Article écrit par François Genest le 2 août 2013 et publié dans la Cité d'Athéna le 20 septembre 2013. Reproduction du texte autorisée. Permission requise pour les photos [à venir, peut-être].
L’automne
prochain verra le deuxième anniversaire du mouvement du 15 octobre. On se
souviendra qu’en 2011, dans la foulée des soulèvements populaires des pays
arabes et inspirées par les rassemblements autogérés des Indignados espagnols, des milliers de personnes ont choisi de montrer
leur solidarité avec un campement établi à Zuchotti Park — une action directe
et non violente dont les participants avaient maille à partir avec les
autorités — en formant elles-mêmes des occupations à travers le monde. Le campement autogéré de New York, établi le
17 septembre 2011, reçut le surnom «Occupy Wall Street» de la publicité éponyme
du magazine Adbusters. Le mouvement du
15 octobre donna naissance à une multitude d’occupations d’espaces publics,
chacune reprenant le nom «Occupy» suivi du nom de la ville où se situait
l’action.
Le
15 octobre 2011, je me rappelle m’être rendu sur le site du campement «Occupons
Montréal», plutôt sceptique quant à l’efficacité de ce moyen d’action. C’est au
cours de la première assemblée générale que le square Victoria fut
rebaptisé : «Place du peuple». J’ai d’abord cru qu’il y avait des
organisateurs ayant un plan d’action bien défini, mais non divulgué. Puis,
voyant que les occupants tenaient bon après plusieurs jours, je me suis impliqué
dans un comité, histoire de voir si je pouvais apporter mon aide autrement qu’en
faisant un don. Très rapidement, je me suis rendu compte qu’il n’y avait à peu
près rien de planifié et que ceux qui faisaient des choses bien visibles comme de nourrir les gens et
d’animer des assemblées — et donc susceptibles d’être des meneurs inavoués — apprenaient
ce qu’ils faisaient au fur et à mesure, tout en le faisant.
Tel
qu’affiché, il s’agissait bel et bien d’un «territoire autogéré», au vu et au
su de tous les passants du quartier des affaires. Pour leurs idées, les
occupants s’inspiraient des connaissances partagées — celles-ci en assemblée
formelle, celles-là en s’activant ou dans
un moment de détente — et des expériences vécues en commun face à l’adversité.
C’est
donc en m’impliquant que je suis devenu un observateur critique du mouvement,
comme tant d’autres participants — tous, peut-être. Plusieurs ont constaté que les
campements connaissaient des problèmes semblables à ceux de Zuchotti Park, selon
une progression en accord avec l’âge des occupations.

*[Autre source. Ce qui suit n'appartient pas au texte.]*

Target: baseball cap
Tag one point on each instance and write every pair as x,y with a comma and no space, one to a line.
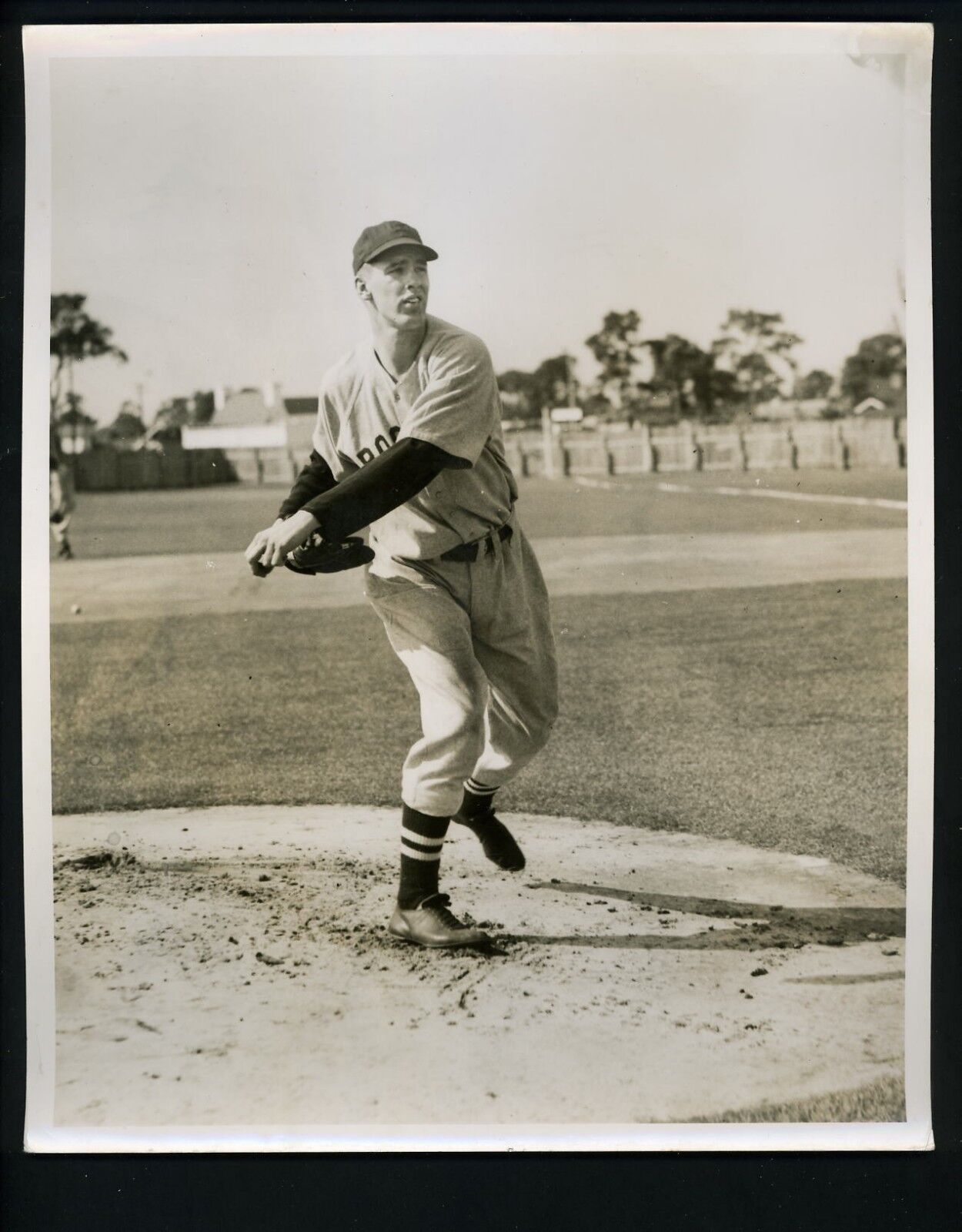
375,240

Il est clair pour moi que l’histoire du mouvement Occupy est riche en enseignements sur l’auto-organisation sociale.
Cette
histoire est-elle terminée? Ça dépend à qui vous posez la question. Si vous
avez observé le mouvement de loin, vous l’avez vu disparaître en même temps que
ses manifestations visibles. Toutefois, pour peu qu’on pose la question à celles
et à ceux qui sont passés par les campements, il existe une multiplicité de
perceptions quant à la teneur des événements depuis le 15 octobre 2011.
Une
question plus intéressante, maintes fois posée dans les discussions du
mouvement, est la suivante : «Qu’est-ce qui vient après l’indignation?» Lorsque
les Indignés sont rassemblés autour d’une vision commune sur les causes des
problèmes économiques, politiques et environnementaux, comment peuvent-ils y
remédier? Des centaines de personnes sont venues aux assemblées proposer des
solutions, chacune attendant patiemment son tour pour les offrir au mouvement. Si
rien de spectaculaire n’en est issu, je
me rends compte aujourd’hui que cette générosité en soi est déjà une réponse.
Je
ne pourrai pas être à la place du Peuple le 15 octobre prochain — je serai
occupé ailleurs — mais ce n’est que partie remise : je reste profondément
attaché aux autres participants du mouvement. Pour moi, l’histoire se poursuit
dans de petites actions concrètes, au fil des rencontres avec les autres
promeneurs qui arpentent, comme nous, la rue de la Dignité.